Thank you @Niccolo for your hints, I have seen your post just after I responded to helios'. So I will look for some tutorials (or a good book) which handles multi-threading. But as far as I have seen so long, good tutorials to multithreading are rare at the web. So could you recommend a good book or another resource which handles the basic concept of the topic?
// What, when we here use: while( win.waitEvent( event ) ) ?
[...]
// this stuff I want to run in parallel so we need not poll for events
I'm pretty sure SFML will require that both pollEvent() as well as the rendering functions be called from the same thread (let's call it A) that created the sf::RenderWindow instance, so that means that the only way to achieve this is to move the update() call into its own thread (B). But that means that you'll need to synchronize thread B with thread A, because update() needs to know the user's input at least once in a while. For example, if the player the "forward" button, the game should update the player character's state as soon as possible. Additionally, rendering needs the current game state. Again, if the user has pushed "forward", you want to display feedback as soon as possible.
In short, the game loop would have to look somewhat like this:
1 2 3 4 5
while (running()){
auto event_data = handle_events();
auto render_data = synchronize_data_across_threads(std::move(event_data));
render(render_data);
}
(The specifics of how any of this is implemented isn't important.)
Since update() would be running while handle_events() is running, that means it would need to be updating in response to the events from the previous frame.
At this point it should be clear that all you'd be doing would be increasing the input latency by 1 frame (normally ~16 ms), on top of whatever latency the OS has added.
I know it's tempting to think "oh, I can just run these two functions in parallel and save some time", but a lot of the time it's really just not possible. If you need to make a cake, you can't bake it at the same time that you apply the frosting.

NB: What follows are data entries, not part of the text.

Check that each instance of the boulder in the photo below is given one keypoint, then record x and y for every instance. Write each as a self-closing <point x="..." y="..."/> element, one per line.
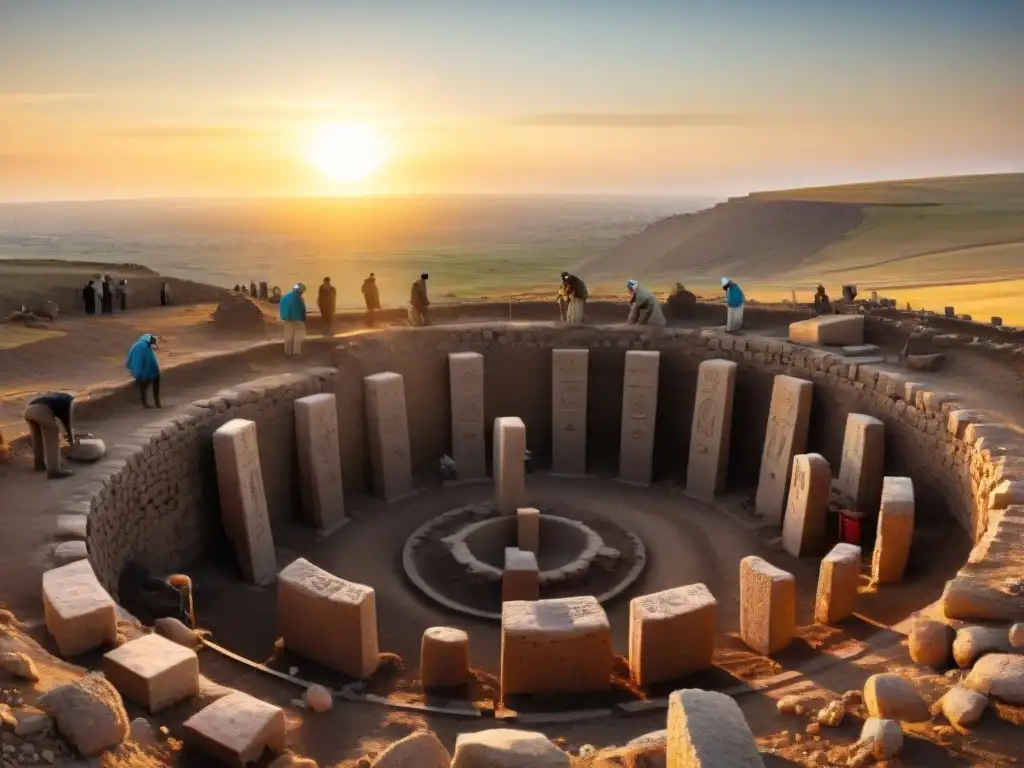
<point x="88" y="712"/>
<point x="889" y="696"/>
<point x="420" y="750"/>
<point x="930" y="642"/>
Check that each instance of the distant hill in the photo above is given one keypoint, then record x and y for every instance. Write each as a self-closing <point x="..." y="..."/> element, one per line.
<point x="895" y="233"/>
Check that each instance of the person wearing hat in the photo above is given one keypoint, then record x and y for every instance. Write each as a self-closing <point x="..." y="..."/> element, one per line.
<point x="645" y="309"/>
<point x="293" y="315"/>
<point x="734" y="300"/>
<point x="144" y="368"/>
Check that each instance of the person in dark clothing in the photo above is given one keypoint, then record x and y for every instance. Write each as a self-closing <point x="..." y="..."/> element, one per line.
<point x="44" y="416"/>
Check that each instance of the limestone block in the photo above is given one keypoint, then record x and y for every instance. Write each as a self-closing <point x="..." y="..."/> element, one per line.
<point x="835" y="330"/>
<point x="555" y="646"/>
<point x="636" y="444"/>
<point x="709" y="460"/>
<point x="568" y="411"/>
<point x="521" y="578"/>
<point x="863" y="462"/>
<point x="672" y="633"/>
<point x="236" y="729"/>
<point x="788" y="420"/>
<point x="528" y="528"/>
<point x="387" y="425"/>
<point x="505" y="748"/>
<point x="468" y="449"/>
<point x="839" y="577"/>
<point x="320" y="460"/>
<point x="767" y="605"/>
<point x="328" y="620"/>
<point x="708" y="729"/>
<point x="510" y="469"/>
<point x="443" y="657"/>
<point x="895" y="530"/>
<point x="154" y="672"/>
<point x="243" y="500"/>
<point x="807" y="507"/>
<point x="79" y="613"/>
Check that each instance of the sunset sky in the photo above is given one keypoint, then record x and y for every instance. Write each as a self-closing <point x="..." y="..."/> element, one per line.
<point x="114" y="99"/>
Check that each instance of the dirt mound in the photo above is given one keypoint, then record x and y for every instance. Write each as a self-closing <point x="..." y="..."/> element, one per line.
<point x="744" y="238"/>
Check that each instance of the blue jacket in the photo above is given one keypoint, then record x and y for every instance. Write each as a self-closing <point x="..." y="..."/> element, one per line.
<point x="733" y="296"/>
<point x="141" y="360"/>
<point x="293" y="307"/>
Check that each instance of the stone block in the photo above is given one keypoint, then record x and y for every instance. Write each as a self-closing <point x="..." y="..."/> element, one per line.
<point x="320" y="460"/>
<point x="154" y="672"/>
<point x="636" y="444"/>
<point x="510" y="467"/>
<point x="555" y="646"/>
<point x="528" y="528"/>
<point x="79" y="613"/>
<point x="672" y="634"/>
<point x="521" y="578"/>
<point x="243" y="500"/>
<point x="387" y="425"/>
<point x="788" y="420"/>
<point x="468" y="448"/>
<point x="834" y="330"/>
<point x="767" y="605"/>
<point x="236" y="729"/>
<point x="708" y="729"/>
<point x="443" y="657"/>
<point x="862" y="466"/>
<point x="709" y="460"/>
<point x="895" y="530"/>
<point x="839" y="577"/>
<point x="328" y="620"/>
<point x="807" y="507"/>
<point x="568" y="411"/>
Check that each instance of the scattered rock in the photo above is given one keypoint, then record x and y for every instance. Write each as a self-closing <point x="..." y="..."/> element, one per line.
<point x="88" y="712"/>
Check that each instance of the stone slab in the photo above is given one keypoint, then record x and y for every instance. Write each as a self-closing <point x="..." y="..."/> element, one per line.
<point x="328" y="620"/>
<point x="636" y="444"/>
<point x="387" y="424"/>
<point x="243" y="500"/>
<point x="807" y="507"/>
<point x="709" y="459"/>
<point x="555" y="646"/>
<point x="78" y="611"/>
<point x="788" y="420"/>
<point x="672" y="634"/>
<point x="154" y="672"/>
<point x="468" y="445"/>
<point x="568" y="411"/>
<point x="320" y="460"/>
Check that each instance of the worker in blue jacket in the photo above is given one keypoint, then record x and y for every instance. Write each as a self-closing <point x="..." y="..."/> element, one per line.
<point x="144" y="368"/>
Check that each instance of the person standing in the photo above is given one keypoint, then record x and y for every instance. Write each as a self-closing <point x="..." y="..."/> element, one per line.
<point x="293" y="314"/>
<point x="44" y="417"/>
<point x="327" y="301"/>
<point x="144" y="368"/>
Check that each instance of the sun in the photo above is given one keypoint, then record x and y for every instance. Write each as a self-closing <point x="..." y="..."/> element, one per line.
<point x="347" y="153"/>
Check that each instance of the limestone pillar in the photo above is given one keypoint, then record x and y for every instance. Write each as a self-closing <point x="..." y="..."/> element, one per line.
<point x="568" y="411"/>
<point x="468" y="448"/>
<point x="636" y="444"/>
<point x="243" y="500"/>
<point x="387" y="425"/>
<point x="788" y="419"/>
<point x="510" y="468"/>
<point x="709" y="462"/>
<point x="863" y="462"/>
<point x="807" y="508"/>
<point x="895" y="531"/>
<point x="320" y="460"/>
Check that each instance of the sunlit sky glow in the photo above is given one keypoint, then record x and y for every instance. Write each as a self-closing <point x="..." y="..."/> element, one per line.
<point x="109" y="99"/>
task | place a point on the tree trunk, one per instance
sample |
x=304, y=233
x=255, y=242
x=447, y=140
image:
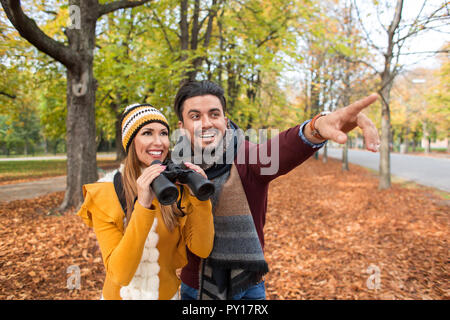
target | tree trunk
x=426, y=136
x=385, y=155
x=77, y=57
x=120, y=152
x=345, y=156
x=80, y=121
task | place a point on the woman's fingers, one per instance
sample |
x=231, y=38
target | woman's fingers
x=149, y=174
x=196, y=169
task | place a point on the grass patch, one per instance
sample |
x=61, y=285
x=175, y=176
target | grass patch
x=32, y=169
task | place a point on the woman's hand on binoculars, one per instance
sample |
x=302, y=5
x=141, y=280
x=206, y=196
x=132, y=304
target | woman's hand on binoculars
x=145, y=194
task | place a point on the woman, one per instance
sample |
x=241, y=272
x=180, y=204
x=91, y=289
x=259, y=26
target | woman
x=142, y=242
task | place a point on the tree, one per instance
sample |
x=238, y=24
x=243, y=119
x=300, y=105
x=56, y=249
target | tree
x=77, y=56
x=397, y=33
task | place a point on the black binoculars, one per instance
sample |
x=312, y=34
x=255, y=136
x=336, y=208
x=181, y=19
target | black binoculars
x=167, y=193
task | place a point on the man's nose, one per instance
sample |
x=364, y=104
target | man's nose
x=206, y=122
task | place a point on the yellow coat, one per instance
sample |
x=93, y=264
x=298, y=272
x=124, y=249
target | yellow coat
x=122, y=252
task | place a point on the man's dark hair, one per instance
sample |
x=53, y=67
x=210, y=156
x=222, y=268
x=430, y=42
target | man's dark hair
x=198, y=88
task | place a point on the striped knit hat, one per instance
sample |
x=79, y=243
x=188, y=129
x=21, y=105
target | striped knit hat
x=136, y=116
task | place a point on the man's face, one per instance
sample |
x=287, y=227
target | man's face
x=204, y=120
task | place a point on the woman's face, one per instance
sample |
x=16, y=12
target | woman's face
x=152, y=143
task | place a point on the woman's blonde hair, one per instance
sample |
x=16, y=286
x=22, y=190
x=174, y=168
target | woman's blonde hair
x=131, y=172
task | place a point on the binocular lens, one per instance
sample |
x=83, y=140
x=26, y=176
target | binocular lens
x=205, y=191
x=168, y=196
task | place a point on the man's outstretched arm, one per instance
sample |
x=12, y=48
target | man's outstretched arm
x=337, y=124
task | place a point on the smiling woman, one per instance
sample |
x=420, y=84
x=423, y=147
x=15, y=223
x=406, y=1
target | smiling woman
x=142, y=242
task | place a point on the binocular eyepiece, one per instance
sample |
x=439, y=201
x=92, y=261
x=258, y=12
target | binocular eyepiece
x=167, y=193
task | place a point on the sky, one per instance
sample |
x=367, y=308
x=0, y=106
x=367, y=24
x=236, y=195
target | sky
x=425, y=41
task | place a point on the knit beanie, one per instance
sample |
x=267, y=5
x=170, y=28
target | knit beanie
x=136, y=116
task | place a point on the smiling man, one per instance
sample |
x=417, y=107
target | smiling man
x=236, y=265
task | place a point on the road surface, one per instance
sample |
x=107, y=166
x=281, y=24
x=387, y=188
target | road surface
x=428, y=171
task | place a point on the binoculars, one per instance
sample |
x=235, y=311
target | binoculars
x=167, y=193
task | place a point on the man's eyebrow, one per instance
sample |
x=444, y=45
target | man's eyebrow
x=198, y=111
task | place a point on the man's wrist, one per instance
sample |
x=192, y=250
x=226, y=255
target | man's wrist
x=308, y=138
x=308, y=133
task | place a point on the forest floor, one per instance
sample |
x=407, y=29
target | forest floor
x=328, y=235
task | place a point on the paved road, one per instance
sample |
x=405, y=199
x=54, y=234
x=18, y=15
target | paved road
x=434, y=172
x=428, y=171
x=57, y=157
x=32, y=189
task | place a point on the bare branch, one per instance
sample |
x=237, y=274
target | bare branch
x=120, y=4
x=29, y=30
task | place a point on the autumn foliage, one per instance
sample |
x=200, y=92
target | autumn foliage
x=324, y=229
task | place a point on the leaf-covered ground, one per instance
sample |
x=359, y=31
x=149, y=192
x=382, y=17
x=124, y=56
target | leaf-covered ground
x=329, y=235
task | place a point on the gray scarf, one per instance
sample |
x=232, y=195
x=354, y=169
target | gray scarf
x=237, y=260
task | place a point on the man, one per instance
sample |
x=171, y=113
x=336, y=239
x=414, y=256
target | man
x=236, y=266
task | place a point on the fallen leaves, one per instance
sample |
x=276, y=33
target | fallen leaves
x=343, y=224
x=324, y=228
x=37, y=249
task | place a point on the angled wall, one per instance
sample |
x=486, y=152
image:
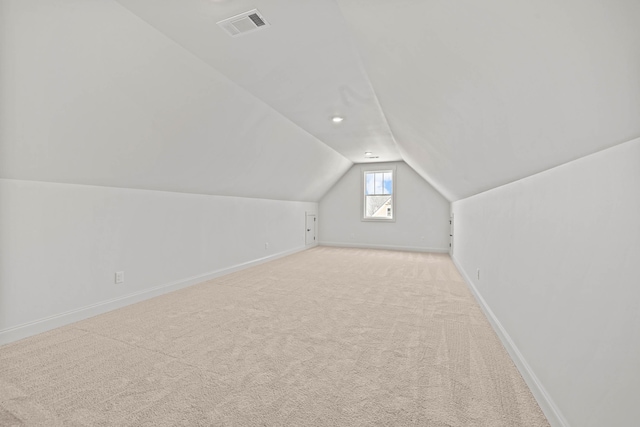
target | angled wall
x=62, y=244
x=558, y=254
x=422, y=214
x=121, y=151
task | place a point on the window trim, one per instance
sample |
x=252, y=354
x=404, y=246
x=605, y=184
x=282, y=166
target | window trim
x=380, y=168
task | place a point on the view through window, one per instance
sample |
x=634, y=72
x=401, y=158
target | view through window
x=378, y=195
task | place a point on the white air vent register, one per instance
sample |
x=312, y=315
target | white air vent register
x=244, y=23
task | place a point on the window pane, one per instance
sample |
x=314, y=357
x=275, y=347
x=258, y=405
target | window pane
x=379, y=183
x=388, y=183
x=369, y=183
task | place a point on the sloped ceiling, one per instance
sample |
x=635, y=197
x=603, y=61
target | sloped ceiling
x=481, y=93
x=90, y=94
x=153, y=94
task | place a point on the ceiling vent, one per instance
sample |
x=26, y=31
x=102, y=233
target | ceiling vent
x=244, y=23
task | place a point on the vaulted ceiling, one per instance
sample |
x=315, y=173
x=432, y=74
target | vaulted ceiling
x=154, y=94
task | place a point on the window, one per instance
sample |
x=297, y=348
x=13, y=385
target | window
x=378, y=200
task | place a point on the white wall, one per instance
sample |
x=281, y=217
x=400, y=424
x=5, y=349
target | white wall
x=61, y=244
x=91, y=94
x=422, y=214
x=558, y=254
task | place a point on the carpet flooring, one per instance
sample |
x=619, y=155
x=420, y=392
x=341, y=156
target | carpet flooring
x=324, y=337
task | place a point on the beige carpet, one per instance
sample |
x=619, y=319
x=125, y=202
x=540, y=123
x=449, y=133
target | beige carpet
x=325, y=337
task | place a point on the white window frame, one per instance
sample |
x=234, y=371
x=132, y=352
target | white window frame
x=381, y=168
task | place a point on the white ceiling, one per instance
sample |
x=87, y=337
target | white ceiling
x=92, y=95
x=303, y=65
x=153, y=94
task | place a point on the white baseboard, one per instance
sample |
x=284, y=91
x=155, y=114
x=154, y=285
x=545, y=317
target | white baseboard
x=387, y=247
x=548, y=406
x=45, y=324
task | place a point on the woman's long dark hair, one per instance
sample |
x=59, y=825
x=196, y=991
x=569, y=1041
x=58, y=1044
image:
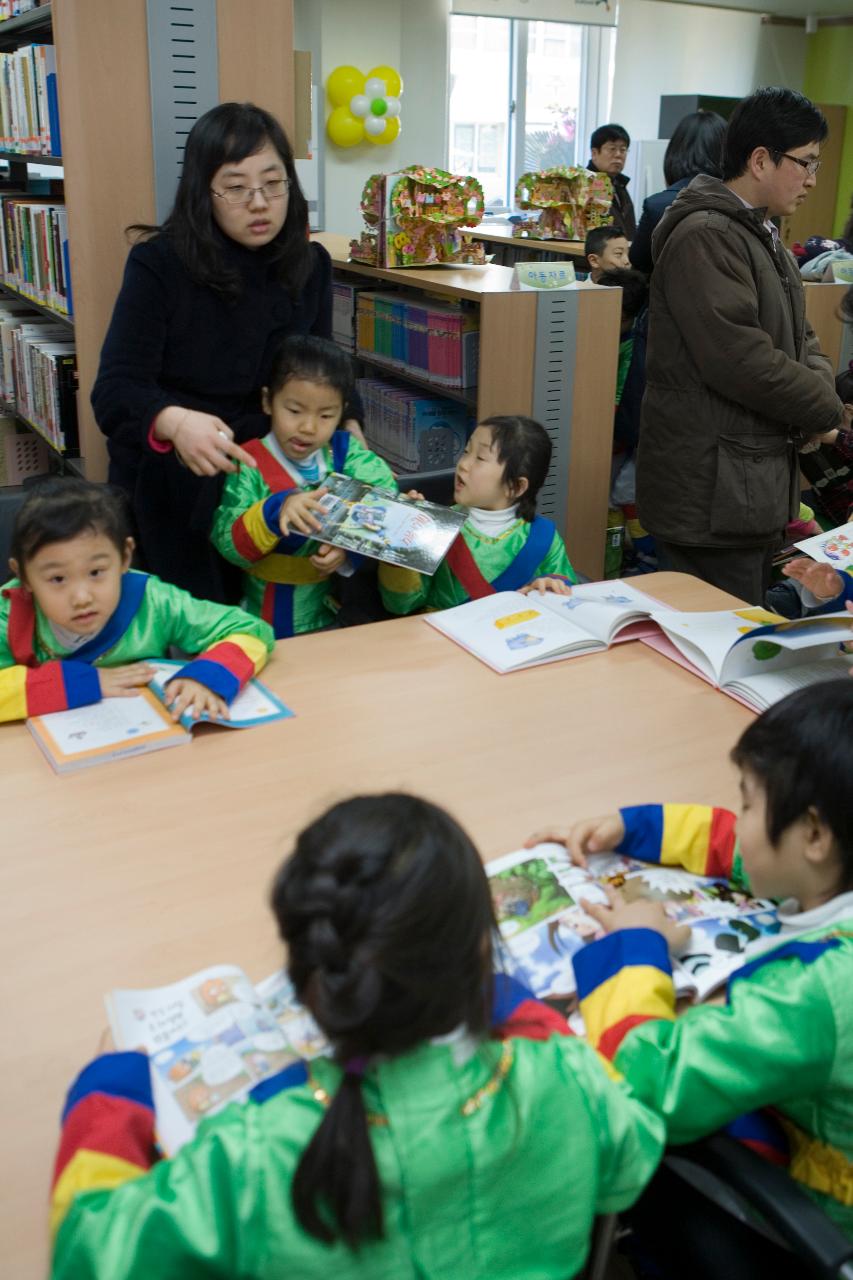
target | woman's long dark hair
x=694, y=147
x=387, y=917
x=227, y=135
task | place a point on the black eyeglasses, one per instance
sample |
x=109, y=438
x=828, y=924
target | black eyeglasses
x=811, y=167
x=272, y=190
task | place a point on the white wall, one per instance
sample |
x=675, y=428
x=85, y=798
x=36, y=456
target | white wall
x=407, y=36
x=694, y=49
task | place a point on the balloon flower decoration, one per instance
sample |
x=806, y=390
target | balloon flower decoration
x=364, y=106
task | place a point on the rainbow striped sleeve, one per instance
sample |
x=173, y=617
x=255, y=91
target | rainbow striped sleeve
x=55, y=686
x=694, y=836
x=623, y=979
x=106, y=1130
x=228, y=666
x=518, y=1013
x=256, y=531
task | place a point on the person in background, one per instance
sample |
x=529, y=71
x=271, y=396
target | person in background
x=735, y=380
x=205, y=301
x=694, y=147
x=609, y=150
x=606, y=250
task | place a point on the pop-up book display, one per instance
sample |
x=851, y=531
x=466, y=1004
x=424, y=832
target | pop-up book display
x=573, y=201
x=414, y=218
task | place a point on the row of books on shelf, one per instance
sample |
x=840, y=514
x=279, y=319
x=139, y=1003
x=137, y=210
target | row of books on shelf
x=413, y=430
x=39, y=373
x=422, y=337
x=33, y=251
x=28, y=101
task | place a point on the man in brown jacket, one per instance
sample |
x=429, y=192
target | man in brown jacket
x=735, y=379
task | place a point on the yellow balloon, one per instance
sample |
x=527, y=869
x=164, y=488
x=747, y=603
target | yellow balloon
x=388, y=133
x=345, y=128
x=392, y=78
x=343, y=83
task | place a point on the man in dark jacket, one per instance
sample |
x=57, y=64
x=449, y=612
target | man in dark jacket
x=735, y=379
x=609, y=147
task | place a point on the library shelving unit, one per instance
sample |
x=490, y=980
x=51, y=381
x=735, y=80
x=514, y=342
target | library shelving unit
x=551, y=355
x=32, y=27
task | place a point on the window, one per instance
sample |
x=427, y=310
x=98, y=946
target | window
x=524, y=95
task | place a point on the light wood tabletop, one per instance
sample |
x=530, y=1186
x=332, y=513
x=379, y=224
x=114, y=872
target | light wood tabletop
x=138, y=872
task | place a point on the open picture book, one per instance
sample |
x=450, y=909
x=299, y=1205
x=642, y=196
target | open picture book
x=537, y=897
x=211, y=1038
x=752, y=654
x=129, y=726
x=510, y=631
x=359, y=517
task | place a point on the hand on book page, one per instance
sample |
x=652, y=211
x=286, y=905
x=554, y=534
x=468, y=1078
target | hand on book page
x=617, y=913
x=588, y=836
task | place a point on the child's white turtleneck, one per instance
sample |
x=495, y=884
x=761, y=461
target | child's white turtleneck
x=492, y=524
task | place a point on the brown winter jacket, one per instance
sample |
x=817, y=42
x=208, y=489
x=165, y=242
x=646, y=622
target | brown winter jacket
x=734, y=376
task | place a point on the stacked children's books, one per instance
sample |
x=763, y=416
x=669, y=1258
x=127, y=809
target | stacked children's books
x=129, y=726
x=413, y=430
x=422, y=337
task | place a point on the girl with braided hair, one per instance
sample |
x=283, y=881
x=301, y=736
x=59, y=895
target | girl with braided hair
x=456, y=1130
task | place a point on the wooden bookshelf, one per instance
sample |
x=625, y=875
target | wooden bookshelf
x=548, y=355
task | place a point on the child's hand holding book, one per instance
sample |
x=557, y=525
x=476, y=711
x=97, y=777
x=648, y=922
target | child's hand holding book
x=588, y=836
x=644, y=914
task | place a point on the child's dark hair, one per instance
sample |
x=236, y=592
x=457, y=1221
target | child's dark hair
x=524, y=448
x=633, y=284
x=387, y=917
x=801, y=753
x=598, y=236
x=227, y=135
x=59, y=508
x=609, y=133
x=316, y=360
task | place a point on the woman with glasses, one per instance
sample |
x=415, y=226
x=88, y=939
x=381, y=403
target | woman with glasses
x=206, y=298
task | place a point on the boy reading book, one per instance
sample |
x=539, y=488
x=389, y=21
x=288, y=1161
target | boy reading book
x=784, y=1038
x=77, y=624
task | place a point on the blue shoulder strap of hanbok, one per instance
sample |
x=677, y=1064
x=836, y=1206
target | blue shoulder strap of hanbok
x=132, y=593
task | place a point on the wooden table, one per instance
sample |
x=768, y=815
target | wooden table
x=140, y=872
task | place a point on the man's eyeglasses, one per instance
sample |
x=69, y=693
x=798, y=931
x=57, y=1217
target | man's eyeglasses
x=811, y=167
x=272, y=190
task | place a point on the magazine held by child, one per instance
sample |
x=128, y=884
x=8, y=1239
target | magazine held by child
x=537, y=897
x=211, y=1038
x=374, y=522
x=129, y=726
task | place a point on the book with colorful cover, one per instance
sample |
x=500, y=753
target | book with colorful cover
x=833, y=547
x=379, y=524
x=511, y=631
x=537, y=896
x=117, y=727
x=751, y=654
x=211, y=1038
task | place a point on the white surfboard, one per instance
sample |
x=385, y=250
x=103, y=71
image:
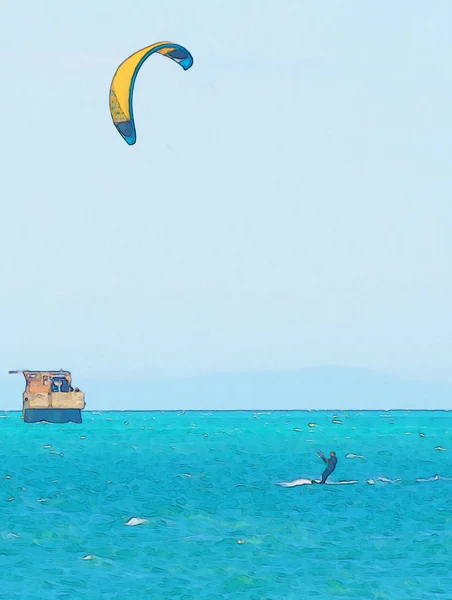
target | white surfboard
x=297, y=482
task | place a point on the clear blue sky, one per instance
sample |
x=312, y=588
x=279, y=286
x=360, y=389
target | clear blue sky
x=287, y=204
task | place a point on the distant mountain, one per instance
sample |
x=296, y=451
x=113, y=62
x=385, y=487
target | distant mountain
x=331, y=388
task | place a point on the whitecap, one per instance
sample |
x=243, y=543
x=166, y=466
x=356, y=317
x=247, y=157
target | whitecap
x=427, y=479
x=295, y=483
x=136, y=521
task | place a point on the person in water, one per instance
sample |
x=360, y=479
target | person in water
x=331, y=465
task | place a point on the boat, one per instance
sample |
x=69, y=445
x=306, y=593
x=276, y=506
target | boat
x=49, y=396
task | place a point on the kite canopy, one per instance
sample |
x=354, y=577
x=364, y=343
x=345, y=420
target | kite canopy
x=121, y=89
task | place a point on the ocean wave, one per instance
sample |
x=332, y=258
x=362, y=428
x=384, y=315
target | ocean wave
x=136, y=521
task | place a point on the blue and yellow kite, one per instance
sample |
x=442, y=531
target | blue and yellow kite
x=121, y=89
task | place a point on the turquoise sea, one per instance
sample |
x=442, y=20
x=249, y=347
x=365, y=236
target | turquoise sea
x=208, y=518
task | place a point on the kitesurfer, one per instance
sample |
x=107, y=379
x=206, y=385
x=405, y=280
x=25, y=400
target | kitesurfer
x=331, y=465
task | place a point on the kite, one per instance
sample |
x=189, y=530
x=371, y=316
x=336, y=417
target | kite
x=121, y=89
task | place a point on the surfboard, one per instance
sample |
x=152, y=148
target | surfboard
x=297, y=482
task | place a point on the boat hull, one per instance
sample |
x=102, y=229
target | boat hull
x=52, y=415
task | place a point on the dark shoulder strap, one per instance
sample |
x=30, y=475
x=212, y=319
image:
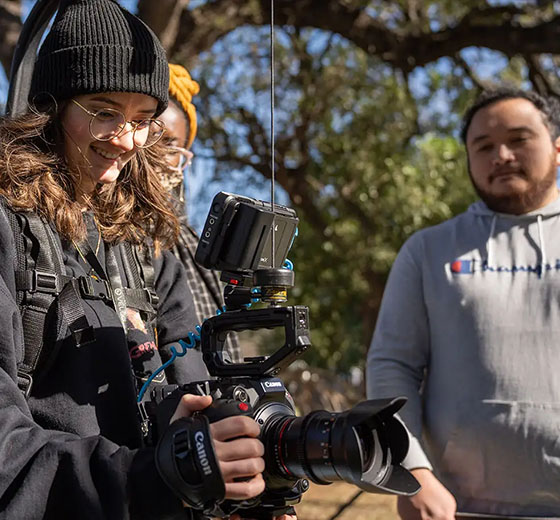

Also, always remember to keep a problem-solving-oriented mindset: don't try to solve a problem that doesn't exist yet. Handling events is usually extremely quick, because the data source is a human being. If a frame has to handle ten or so events, that's an unusually high number. Nearly no frames will handle more than one or two events.
Depending on the type of game, nearly all of the frame time will go to update() and render(). If render() is taking too long, there may or may not be something that can be done (Vulkan and DirectX 12 have added parallel rendering). If update() is taking too long, there's usually one or two things that can be done, but it will be highly dependent on the type of game. Even if possible, a lot of the time rather than adding parallelization it makes more sense to spend some optimization effort, or just bite the bullet and make the level simpler so update() can finish on time.
Yeah, I made simple stuff with SFML and got 100.000 fps without curbing. So it's more a technical challenge to me making input processing parallel to the game loop.
So I thought I could make a global game state singleton, which will get used from update(). The other thread will update this state object if a matching event happens. Both threads don't need to wait upon each other.